I re-read my post about farm women. Here's the deal: I'm up for this summer internship at Carriage Hill. If I get the internship, I would be able to dress up in a period costume and give tours of the Daniel Arnold House, built in 1830. This is a working farm that is set in the antebellum period (from 1840-1861) In order to seem like a smarty pants, I went to the library! I picked up some books about farm women. I know what you're thinking: Farm women in the antebellum period?! How interesting. . . No, no, I'm gonna read this History of Yawning instead. But, as I read more and more of the historiography, I encountered this strange dichotomy. Either the author believed that farm women embraced the cult of domesticity and truly enjoyed a patriarchal domestic structure or the author insisted that farm wives and mothers were stripped of their agency by a strict patriarchy, victims of a cruel, male dominated system. In writing my first piece, I was hoping to highlight the ridiculousness of this dichotomy. A good historian should rely, for the most part, on primary sources. Without them, you have no support for a thesis. As Bill Nye the Science Guy once said: "Extraordinary conclusions require extraordinary evidence."
The reality of the primary sources stand clear to me: Women are proud of their accomplishments, especially extra-domestic capital earning skills like cooking or sewing. Antebellum literate women relied on an intra-gender kin network for support. Finally, antebellum women who were mothers were markedly proud of their children's accomplishments.

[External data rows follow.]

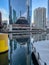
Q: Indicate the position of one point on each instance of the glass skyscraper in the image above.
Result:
(48, 10)
(18, 8)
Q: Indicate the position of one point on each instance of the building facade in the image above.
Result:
(0, 17)
(19, 8)
(40, 22)
(40, 17)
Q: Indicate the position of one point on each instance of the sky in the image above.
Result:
(4, 7)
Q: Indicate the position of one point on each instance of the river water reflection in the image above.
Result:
(18, 47)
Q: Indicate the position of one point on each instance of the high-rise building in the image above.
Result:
(40, 22)
(19, 8)
(40, 17)
(48, 15)
(0, 17)
(48, 10)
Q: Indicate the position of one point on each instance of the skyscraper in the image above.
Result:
(48, 10)
(0, 18)
(21, 8)
(40, 17)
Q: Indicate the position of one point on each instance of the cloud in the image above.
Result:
(5, 15)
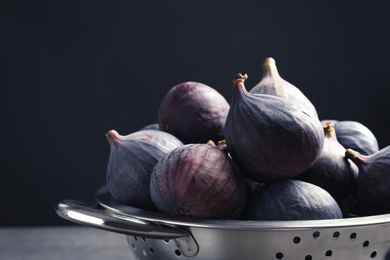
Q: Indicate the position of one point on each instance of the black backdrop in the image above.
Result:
(72, 70)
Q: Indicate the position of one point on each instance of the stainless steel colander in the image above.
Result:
(154, 235)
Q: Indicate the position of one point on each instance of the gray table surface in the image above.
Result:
(62, 242)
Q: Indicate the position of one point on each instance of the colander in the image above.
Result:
(153, 235)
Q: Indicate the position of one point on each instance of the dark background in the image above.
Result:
(72, 70)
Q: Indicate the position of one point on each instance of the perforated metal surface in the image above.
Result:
(152, 235)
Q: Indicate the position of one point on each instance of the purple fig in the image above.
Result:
(356, 136)
(373, 183)
(131, 162)
(269, 137)
(291, 200)
(198, 180)
(272, 83)
(333, 172)
(193, 112)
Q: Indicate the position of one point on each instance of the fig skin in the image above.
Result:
(272, 83)
(269, 137)
(355, 135)
(291, 200)
(131, 161)
(198, 180)
(333, 172)
(373, 183)
(193, 112)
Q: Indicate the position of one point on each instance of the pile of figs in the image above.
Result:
(266, 155)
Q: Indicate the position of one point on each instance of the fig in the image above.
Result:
(131, 161)
(333, 172)
(198, 180)
(356, 136)
(373, 183)
(272, 83)
(269, 137)
(291, 200)
(193, 112)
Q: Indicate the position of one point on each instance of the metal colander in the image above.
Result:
(152, 235)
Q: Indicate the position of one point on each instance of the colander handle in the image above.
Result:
(94, 215)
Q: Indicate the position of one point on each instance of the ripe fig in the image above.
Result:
(198, 180)
(373, 183)
(356, 136)
(193, 112)
(269, 137)
(131, 161)
(272, 83)
(291, 200)
(333, 172)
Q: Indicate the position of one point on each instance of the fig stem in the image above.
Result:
(240, 78)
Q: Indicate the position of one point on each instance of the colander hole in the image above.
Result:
(297, 240)
(279, 255)
(316, 234)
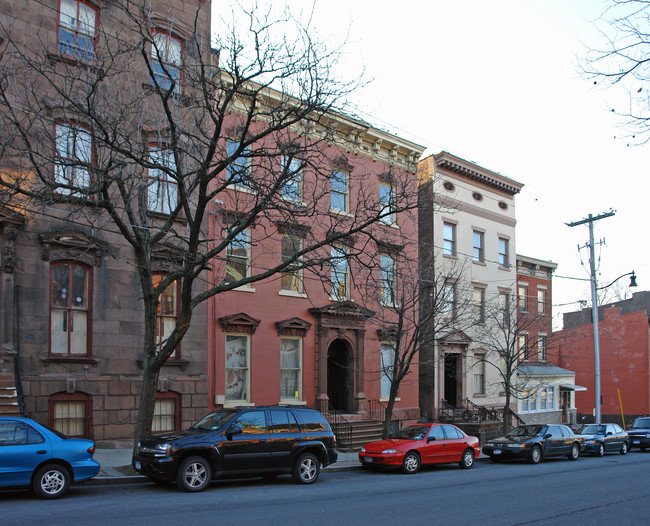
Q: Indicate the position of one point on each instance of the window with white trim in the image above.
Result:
(166, 61)
(237, 367)
(77, 29)
(70, 312)
(291, 369)
(73, 158)
(162, 192)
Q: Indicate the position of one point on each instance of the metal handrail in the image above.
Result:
(340, 425)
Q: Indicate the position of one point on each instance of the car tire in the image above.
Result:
(467, 460)
(51, 481)
(194, 474)
(411, 463)
(307, 469)
(535, 456)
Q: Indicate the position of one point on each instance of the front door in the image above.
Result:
(338, 376)
(451, 379)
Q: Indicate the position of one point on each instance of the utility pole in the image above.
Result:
(594, 301)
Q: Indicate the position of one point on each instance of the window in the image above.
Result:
(77, 23)
(73, 157)
(166, 412)
(478, 243)
(522, 298)
(541, 348)
(291, 279)
(340, 191)
(70, 414)
(386, 203)
(237, 366)
(70, 309)
(387, 367)
(479, 304)
(340, 274)
(292, 170)
(504, 259)
(504, 308)
(449, 239)
(162, 193)
(238, 257)
(167, 313)
(238, 170)
(166, 52)
(479, 374)
(291, 369)
(387, 281)
(541, 301)
(523, 347)
(449, 300)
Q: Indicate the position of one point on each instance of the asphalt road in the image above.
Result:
(610, 490)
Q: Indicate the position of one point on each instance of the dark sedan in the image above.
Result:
(605, 438)
(534, 442)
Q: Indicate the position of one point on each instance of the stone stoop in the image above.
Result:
(363, 431)
(8, 396)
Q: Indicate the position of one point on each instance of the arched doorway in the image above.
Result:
(338, 376)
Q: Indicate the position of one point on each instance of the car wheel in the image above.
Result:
(535, 456)
(467, 460)
(411, 463)
(307, 469)
(575, 452)
(194, 474)
(51, 481)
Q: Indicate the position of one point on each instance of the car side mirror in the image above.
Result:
(235, 429)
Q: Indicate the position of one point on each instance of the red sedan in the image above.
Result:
(420, 444)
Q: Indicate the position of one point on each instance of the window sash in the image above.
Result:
(339, 191)
(162, 192)
(77, 23)
(237, 367)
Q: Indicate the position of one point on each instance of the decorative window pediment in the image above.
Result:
(241, 322)
(292, 327)
(72, 245)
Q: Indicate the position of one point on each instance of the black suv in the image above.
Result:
(263, 441)
(639, 433)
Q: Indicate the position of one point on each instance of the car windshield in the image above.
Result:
(214, 421)
(592, 429)
(411, 433)
(525, 431)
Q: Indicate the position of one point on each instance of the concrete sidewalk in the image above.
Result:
(116, 466)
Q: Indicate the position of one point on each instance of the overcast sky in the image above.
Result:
(497, 83)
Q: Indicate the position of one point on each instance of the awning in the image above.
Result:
(571, 387)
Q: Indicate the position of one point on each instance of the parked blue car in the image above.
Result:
(605, 438)
(33, 455)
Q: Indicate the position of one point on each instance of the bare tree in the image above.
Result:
(142, 140)
(622, 60)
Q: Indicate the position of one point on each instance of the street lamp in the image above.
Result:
(594, 317)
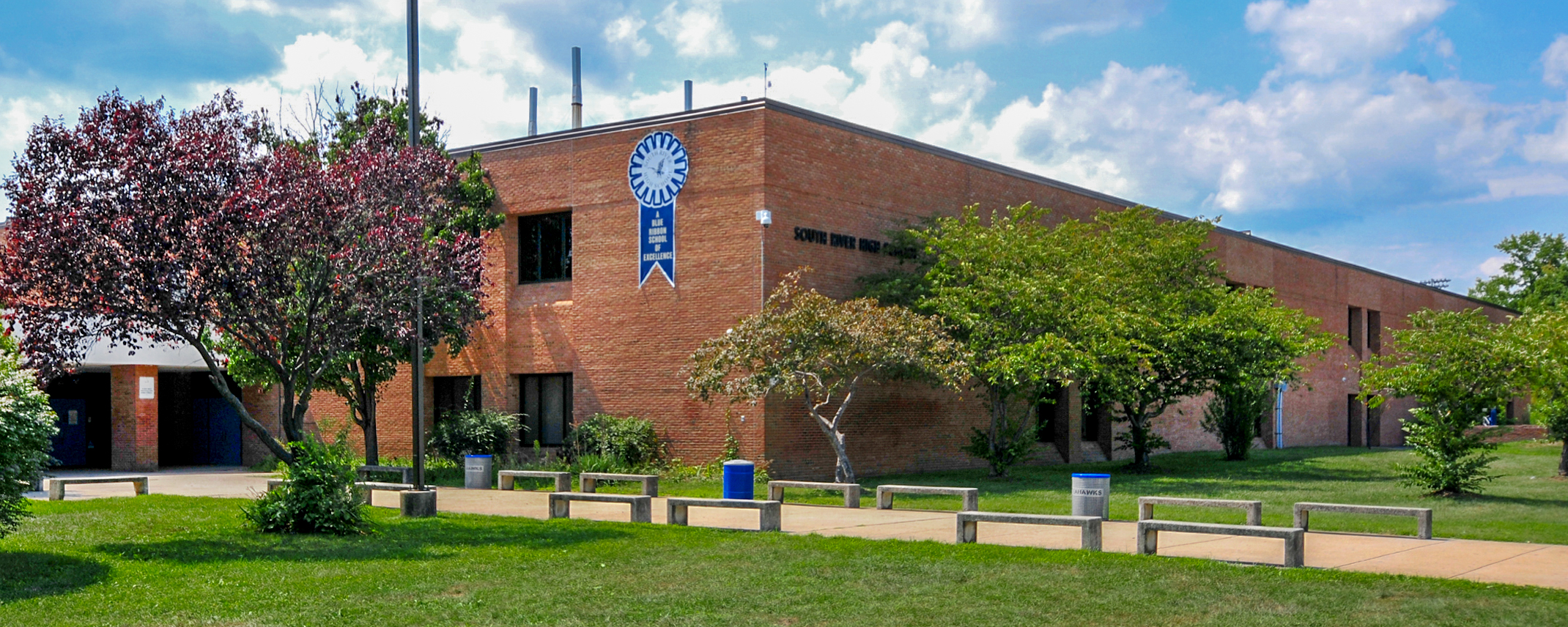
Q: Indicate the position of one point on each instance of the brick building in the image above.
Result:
(573, 331)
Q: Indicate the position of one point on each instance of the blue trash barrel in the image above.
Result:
(739, 477)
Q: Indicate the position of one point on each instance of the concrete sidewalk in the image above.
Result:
(1534, 565)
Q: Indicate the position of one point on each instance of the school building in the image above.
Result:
(629, 243)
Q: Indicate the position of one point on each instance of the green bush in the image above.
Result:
(484, 431)
(26, 427)
(1449, 460)
(320, 496)
(1233, 415)
(629, 441)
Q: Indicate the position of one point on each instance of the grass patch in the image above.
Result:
(188, 562)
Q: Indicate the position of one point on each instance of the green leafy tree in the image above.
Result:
(1015, 292)
(26, 428)
(361, 372)
(808, 345)
(1459, 366)
(1534, 276)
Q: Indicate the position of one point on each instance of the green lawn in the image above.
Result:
(188, 562)
(1528, 504)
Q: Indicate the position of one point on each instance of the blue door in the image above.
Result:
(71, 442)
(215, 431)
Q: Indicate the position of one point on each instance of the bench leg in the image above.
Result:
(1295, 549)
(643, 511)
(770, 518)
(1092, 535)
(1148, 541)
(968, 532)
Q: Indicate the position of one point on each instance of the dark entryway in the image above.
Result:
(81, 405)
(196, 427)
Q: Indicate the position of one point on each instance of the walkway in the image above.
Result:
(1536, 565)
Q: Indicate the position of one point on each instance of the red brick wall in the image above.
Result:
(626, 347)
(133, 420)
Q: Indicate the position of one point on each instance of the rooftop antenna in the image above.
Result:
(533, 112)
(577, 86)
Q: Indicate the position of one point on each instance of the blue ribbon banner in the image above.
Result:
(657, 242)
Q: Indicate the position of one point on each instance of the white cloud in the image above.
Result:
(1324, 37)
(1151, 136)
(1542, 184)
(624, 37)
(976, 23)
(1554, 62)
(698, 31)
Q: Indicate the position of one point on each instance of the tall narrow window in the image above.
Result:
(547, 408)
(1353, 334)
(544, 248)
(454, 394)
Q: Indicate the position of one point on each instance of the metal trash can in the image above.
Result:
(478, 471)
(739, 477)
(1090, 494)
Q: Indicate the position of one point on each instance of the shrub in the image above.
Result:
(484, 431)
(320, 496)
(629, 441)
(26, 427)
(1449, 460)
(1233, 415)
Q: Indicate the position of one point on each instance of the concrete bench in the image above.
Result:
(642, 504)
(1090, 525)
(57, 486)
(1423, 514)
(971, 494)
(1255, 508)
(590, 480)
(1294, 536)
(405, 471)
(507, 478)
(769, 511)
(852, 491)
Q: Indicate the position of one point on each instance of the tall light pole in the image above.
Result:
(421, 502)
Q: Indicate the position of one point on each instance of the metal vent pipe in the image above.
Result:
(533, 112)
(577, 86)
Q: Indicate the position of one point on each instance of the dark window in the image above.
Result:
(455, 394)
(546, 408)
(544, 248)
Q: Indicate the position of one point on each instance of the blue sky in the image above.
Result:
(1405, 136)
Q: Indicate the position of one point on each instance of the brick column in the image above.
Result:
(133, 420)
(1070, 423)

In reading my second piece, it is obvious that we had just discussed verbal snapshots. I was lucky enough to be in the archives when I wrote it. If there was a treasure map of Ohio University, the clichéd X that marks the spot would have to be on the Mahn Center for Special Collections. In relating the descriptions of the room, I was hoping to convey to my reader how awesome this resources is at Ohio University. I also like the different character that I invented as my narrator. The creativity of this exercise has made me question how well I know the basics of writing. How can I manage to describe all elements of a scene?